Os quatro evangelhos canónicos foram escritos entre 65 e 110 d.C. e não foram ilustrados com desenhos contemporâneos dos protagonistas. No entanto, o Arco triunfal de Tito, em Roma, foi construído em 80 d.C. e contém um painel esculpido que mostra em relevo uma procissão de israelitas submissos após a sua derrota, uma década antes, pelo imperador Vespasiano. As personagens representadas com uma Menorá e a Torá têm pouco em comum com as representações medievais da anatomia judaica.
Em Jesus de Nazaré , publicado em 1921, o estudioso judeu Joseph Klausner escreveu: "Jesus nasceu e morreu como judeu. Com uma única exceção, os doze apóstolos eram judaístas e pregaram os seus evangelhos aos seus semelhantes, repetindo os ensinamentos poéticos, compassivos e pacíficos do seu Mestre, mesmo que, em vários aspectos, estes entrassem em conflito com os mandamentos de Jeová.
Um século mais tarde, o sobrinho-neto de Klausner, o génio literário Amós Oz, ampliou este trabalho, analisando a narrativa dos Evangelhos que relata a traição de Jesus no Jardim do Getsémani, através da qual um dos seus apóstolos, Judas Iscariotes, o identificou à polícia do Sinédrio com um beijo.
No seu ensaio, Oz descreve como considera perturbadora a premissa do conto evangélico: por que razão, pergunta ele, Iscariotes se aproximaria dos sacerdotes do templo e proporia um ato tão traiçoeiro em troca de apenas trinta moedas de prata, que valem cerca de 500 euros no valor atual? Porque é que foi necessário identificar um homem que era bem conhecido do povo da Judeia pela sua pregação e pela magia dos milagres?
Na sua agonia após a Última Ceia, Jesus implorou que o livrassem da crucificação iminente, mas aceitou que o seu pai lho exigia: No entanto, Oz vê a história subsequente a partir de um contexto político e messiânico, relacionado com o cenário historiográfico de uma Palestina sob o domínio romano e a existência de vários movimentos de resistência que procuravam libertar-se da tirania dos ocupantes e da classe sacerdotal conservadora.
Judas Iscariotes é considerado por Oz como um intelectual entre os apóstolos e responsável pela organização do que foi efetivamente um movimento reformista dentro do judaísmo.Ao tomar conhecimento das declarações finais de Jesus, Oz conclui que as intenções de Judas eram motivadas pelo desejo de apressar a revolução pacífica, planeando a prisão e incitando assim a multidão de seguidores a subjugar a elite dominante.
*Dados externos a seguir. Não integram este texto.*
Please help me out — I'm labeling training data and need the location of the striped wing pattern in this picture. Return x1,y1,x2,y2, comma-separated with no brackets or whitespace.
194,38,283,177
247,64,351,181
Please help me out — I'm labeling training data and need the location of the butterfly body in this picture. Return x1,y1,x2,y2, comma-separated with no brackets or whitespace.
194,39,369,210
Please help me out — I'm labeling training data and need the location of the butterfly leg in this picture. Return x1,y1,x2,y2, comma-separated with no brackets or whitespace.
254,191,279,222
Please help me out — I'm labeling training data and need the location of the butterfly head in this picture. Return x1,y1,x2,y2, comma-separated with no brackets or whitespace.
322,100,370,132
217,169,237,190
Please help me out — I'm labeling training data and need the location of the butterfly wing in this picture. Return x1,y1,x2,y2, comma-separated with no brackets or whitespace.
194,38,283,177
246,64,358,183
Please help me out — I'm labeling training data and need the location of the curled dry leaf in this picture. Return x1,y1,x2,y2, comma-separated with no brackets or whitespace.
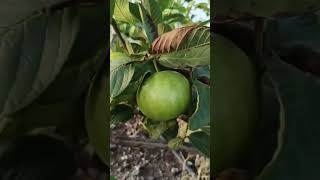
151,25,204,54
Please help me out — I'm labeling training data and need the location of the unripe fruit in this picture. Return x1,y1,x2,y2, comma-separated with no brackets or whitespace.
137,71,191,121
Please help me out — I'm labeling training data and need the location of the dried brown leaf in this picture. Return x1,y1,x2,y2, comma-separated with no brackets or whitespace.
151,25,199,54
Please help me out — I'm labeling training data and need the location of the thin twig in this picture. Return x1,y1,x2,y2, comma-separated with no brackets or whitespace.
111,18,129,53
112,136,199,154
160,136,196,179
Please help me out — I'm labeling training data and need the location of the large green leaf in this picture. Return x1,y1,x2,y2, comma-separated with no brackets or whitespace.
0,6,79,114
111,61,155,106
85,72,110,165
113,0,137,25
110,64,135,102
151,26,210,68
37,48,107,104
188,80,210,130
214,0,320,17
0,99,84,142
0,1,106,116
258,57,320,180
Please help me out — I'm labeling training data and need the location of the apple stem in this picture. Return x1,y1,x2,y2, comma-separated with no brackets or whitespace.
153,59,159,72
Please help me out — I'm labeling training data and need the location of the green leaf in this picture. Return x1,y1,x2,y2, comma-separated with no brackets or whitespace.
113,0,137,25
258,56,320,180
210,34,259,173
110,52,133,73
110,64,135,102
110,176,117,180
0,7,79,114
189,80,210,130
157,0,174,12
192,66,210,79
214,0,320,17
142,0,162,25
111,61,155,105
129,2,142,22
0,1,106,116
267,14,320,53
168,137,183,150
110,104,133,124
151,26,210,68
0,99,84,142
139,4,158,44
109,0,116,22
188,131,210,157
196,3,210,12
144,120,176,139
85,72,110,165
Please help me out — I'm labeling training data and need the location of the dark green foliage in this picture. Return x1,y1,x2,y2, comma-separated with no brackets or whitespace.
0,135,75,180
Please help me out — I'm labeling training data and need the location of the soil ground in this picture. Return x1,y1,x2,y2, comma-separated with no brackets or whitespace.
110,116,210,180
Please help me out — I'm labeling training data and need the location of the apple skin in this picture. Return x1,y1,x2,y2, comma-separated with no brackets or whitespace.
137,70,191,121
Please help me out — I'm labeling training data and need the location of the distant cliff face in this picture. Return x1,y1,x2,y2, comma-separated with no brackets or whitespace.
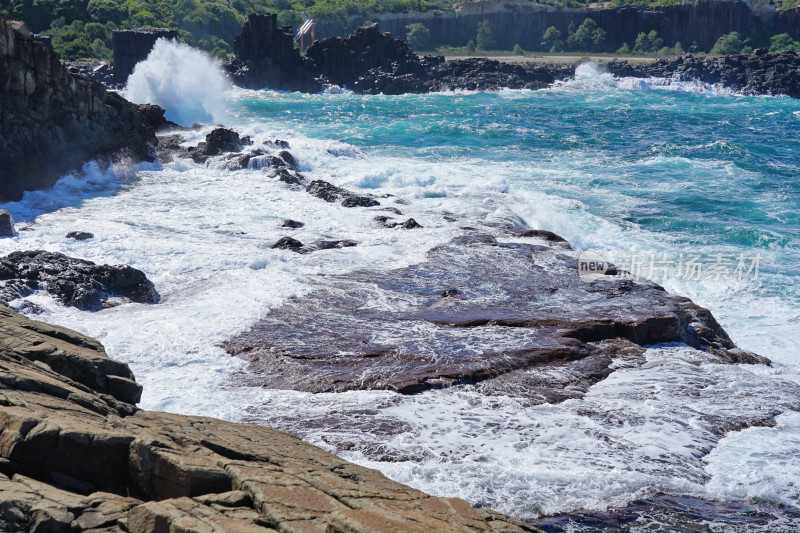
317,0,756,50
0,15,155,201
773,7,800,39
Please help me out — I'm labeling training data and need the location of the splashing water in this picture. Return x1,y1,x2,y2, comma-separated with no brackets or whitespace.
123,39,231,126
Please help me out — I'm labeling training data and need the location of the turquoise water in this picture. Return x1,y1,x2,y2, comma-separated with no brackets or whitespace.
234,75,800,365
6,58,800,531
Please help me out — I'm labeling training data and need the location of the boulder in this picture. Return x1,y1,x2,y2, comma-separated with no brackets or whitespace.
0,250,159,311
0,306,538,533
225,227,764,398
0,209,16,237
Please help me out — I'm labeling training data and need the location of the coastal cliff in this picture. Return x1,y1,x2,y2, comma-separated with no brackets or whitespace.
317,0,756,50
0,306,536,533
0,15,156,202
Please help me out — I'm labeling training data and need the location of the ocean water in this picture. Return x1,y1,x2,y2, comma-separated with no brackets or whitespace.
0,52,800,531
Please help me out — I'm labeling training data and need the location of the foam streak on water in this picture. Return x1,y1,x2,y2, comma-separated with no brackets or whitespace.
0,60,800,517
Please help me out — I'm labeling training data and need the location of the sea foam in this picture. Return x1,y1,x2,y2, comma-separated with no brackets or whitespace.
123,39,231,126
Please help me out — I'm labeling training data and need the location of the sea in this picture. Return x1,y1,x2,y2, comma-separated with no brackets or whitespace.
0,41,800,531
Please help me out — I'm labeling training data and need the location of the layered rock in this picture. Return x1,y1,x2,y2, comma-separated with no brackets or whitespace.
0,306,534,533
0,15,156,202
226,14,575,94
226,227,764,392
605,50,800,98
317,0,756,50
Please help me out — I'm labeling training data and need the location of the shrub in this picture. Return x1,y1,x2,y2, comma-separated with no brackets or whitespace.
541,26,564,52
769,33,800,54
633,30,664,54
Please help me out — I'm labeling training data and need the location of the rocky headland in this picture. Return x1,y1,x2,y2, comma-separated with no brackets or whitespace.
605,50,800,98
225,14,575,94
0,305,535,533
220,14,800,98
0,15,161,202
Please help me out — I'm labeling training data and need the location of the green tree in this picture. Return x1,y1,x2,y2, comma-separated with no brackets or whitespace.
406,22,433,50
633,30,664,54
769,33,800,54
541,26,564,52
567,18,606,52
711,31,752,56
475,19,497,50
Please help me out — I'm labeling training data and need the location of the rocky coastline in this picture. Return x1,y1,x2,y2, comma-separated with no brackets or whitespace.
0,305,537,533
225,14,800,98
604,50,800,98
0,15,161,202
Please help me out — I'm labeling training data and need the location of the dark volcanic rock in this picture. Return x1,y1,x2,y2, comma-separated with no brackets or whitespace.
306,180,381,207
270,237,358,254
0,306,538,533
226,234,763,394
606,51,800,98
0,15,156,202
0,209,16,237
226,15,575,94
67,231,94,241
0,250,159,311
225,13,322,92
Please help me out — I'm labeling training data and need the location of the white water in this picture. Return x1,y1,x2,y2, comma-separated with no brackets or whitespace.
0,53,800,517
122,38,231,126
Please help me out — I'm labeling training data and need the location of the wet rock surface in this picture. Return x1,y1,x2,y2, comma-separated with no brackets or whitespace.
0,305,538,533
225,15,575,94
0,15,156,202
606,50,800,98
0,250,159,311
225,228,765,398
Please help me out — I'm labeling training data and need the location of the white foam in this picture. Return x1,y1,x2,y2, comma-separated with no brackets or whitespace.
122,38,230,126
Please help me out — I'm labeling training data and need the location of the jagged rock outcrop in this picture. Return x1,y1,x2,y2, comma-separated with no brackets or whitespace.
316,0,756,50
0,15,156,202
225,13,322,92
0,306,537,533
111,28,178,84
226,227,764,398
605,50,800,98
226,15,575,94
0,250,159,311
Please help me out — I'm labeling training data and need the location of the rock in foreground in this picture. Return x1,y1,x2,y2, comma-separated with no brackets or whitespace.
0,250,159,311
0,306,536,533
226,229,763,397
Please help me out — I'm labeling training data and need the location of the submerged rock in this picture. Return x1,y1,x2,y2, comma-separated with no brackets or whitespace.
0,209,16,237
225,233,764,397
67,231,94,241
306,180,381,207
0,250,159,311
0,305,535,533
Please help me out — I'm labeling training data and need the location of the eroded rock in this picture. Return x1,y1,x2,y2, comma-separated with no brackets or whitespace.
226,230,763,396
0,250,159,311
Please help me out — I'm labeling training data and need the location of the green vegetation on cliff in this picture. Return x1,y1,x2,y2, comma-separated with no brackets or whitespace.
0,0,454,59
Ao descobrir que a prisão seria seguida de uma morte por crucificação, em vez do "reino dos céus aqui na terra", Judas preparou a sua própria morte por enforcamento.
Assim, passou para os anais da futura igreja católica como o primeiro pecador cristão cujo ato de traição levou ao ódio global e consequente perseguição dos hebreus e à fundação do antissemitismo no século XIX.
Obviamente, a reconstrução da história de Judas e a consequente reabilitação ofenderá tanto cristãos como judeus, mas serve para nos lembrar que houve muitos traidores que foram mais tarde julgados por uma sociedade com uma filosofia alterada. Exemplos disso são: Brutus e o assassinato de Júlio César. Benedict Arnold, herói militar americano que desertou para os ingleses; Guy Fawkes, que tentou destruir as Casas do Parlamento britânico com "pólvora, traição e conspiração"; George Blake, o espião-mor do MI6, que denunciou quatrocentos dos seus próprios agentes; e inúmeras pessoas pequenas que, por motivos de ódio, amor, ganância e religião, arruinaram a vida de outros.
No entanto, Judas está gravado na memória como estando na encruzilhada da política, da teologia, da fé, da esperança e da caridade numa sociedade em constante mudança.
O seu caso não foi um caso isolado de vilania, mas o doador de um beijo de um destino que mudou o mundo.